Yemma no entendía nada, pero no había ni que pensar en dejarla sin sus culebrones
egipcios o brasileños. Así que solo para chincharnos Hamid se dedicaba a mascullar
monótona y ruidosamente el Corán en la habitación de al lado.
Pese a todo, yo seguía queriendo a Hamid. Seguía siendo mi ídolo lo mismo que
Yashin, mi maestro en el juego. Según iba pasando el tiempo, cada vez volvía menos
a casa. Al final, acabó por irse a vivir a una chabola que estaba cerca del Garaje y le
había prestado Abu Zubeir. A mí eso me hizo sufrir mucho, había un gran vacío en
casa. A veces me levantaba al amanecer para ir a verlo antes de que se fuera al
trabajo. Me llevaba a la freiduría de Belkabir, un vendedor que hacía unos buñuelos
únicos. Sentado detrás de una sartén gigantesca, aquel hombre de tripa floreciente
echaba redondelitos de masa grasienta en el aceite hirviendo, y, en el acto, se
hinchaban y flotaban, y se desprendía de ellos un aroma exquisito.
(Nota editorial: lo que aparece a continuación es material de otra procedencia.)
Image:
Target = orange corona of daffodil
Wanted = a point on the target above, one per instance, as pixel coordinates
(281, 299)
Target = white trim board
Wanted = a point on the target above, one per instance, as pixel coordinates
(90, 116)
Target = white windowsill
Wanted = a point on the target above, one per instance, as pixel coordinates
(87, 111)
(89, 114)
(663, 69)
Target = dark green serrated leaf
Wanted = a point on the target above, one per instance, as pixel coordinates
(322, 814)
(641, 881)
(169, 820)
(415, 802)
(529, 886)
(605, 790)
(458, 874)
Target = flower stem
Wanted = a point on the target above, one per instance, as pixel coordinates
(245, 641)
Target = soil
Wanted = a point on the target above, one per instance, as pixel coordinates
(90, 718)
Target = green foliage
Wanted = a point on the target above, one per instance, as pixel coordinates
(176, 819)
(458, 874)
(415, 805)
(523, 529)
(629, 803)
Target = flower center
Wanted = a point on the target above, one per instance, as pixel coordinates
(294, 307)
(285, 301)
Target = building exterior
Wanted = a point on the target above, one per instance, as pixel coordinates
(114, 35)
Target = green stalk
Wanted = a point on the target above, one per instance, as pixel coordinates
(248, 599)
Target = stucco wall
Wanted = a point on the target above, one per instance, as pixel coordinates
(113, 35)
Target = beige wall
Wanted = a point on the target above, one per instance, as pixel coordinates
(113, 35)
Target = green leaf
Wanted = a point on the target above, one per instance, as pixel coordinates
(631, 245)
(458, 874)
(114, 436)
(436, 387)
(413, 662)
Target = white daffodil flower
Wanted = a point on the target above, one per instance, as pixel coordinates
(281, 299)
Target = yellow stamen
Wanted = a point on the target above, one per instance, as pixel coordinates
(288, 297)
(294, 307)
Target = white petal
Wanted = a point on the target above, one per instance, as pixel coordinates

Nos comprábamos
una ristra crujiente que nos llevábamos al café. Pedíamos té con menta y nos
atracábamos. Hamid decía que debería buscarme un empleo para poder comprarme
cosas y comer como es debido. Ya le diría algo a Abu Zubeir, que tenía amigos en
todas partes. Yo dije que me parecía bien, porque me gustaban mucho los buñuelos. A
veces me cortaba el apetito hablándome del infierno desde por la mañana temprano.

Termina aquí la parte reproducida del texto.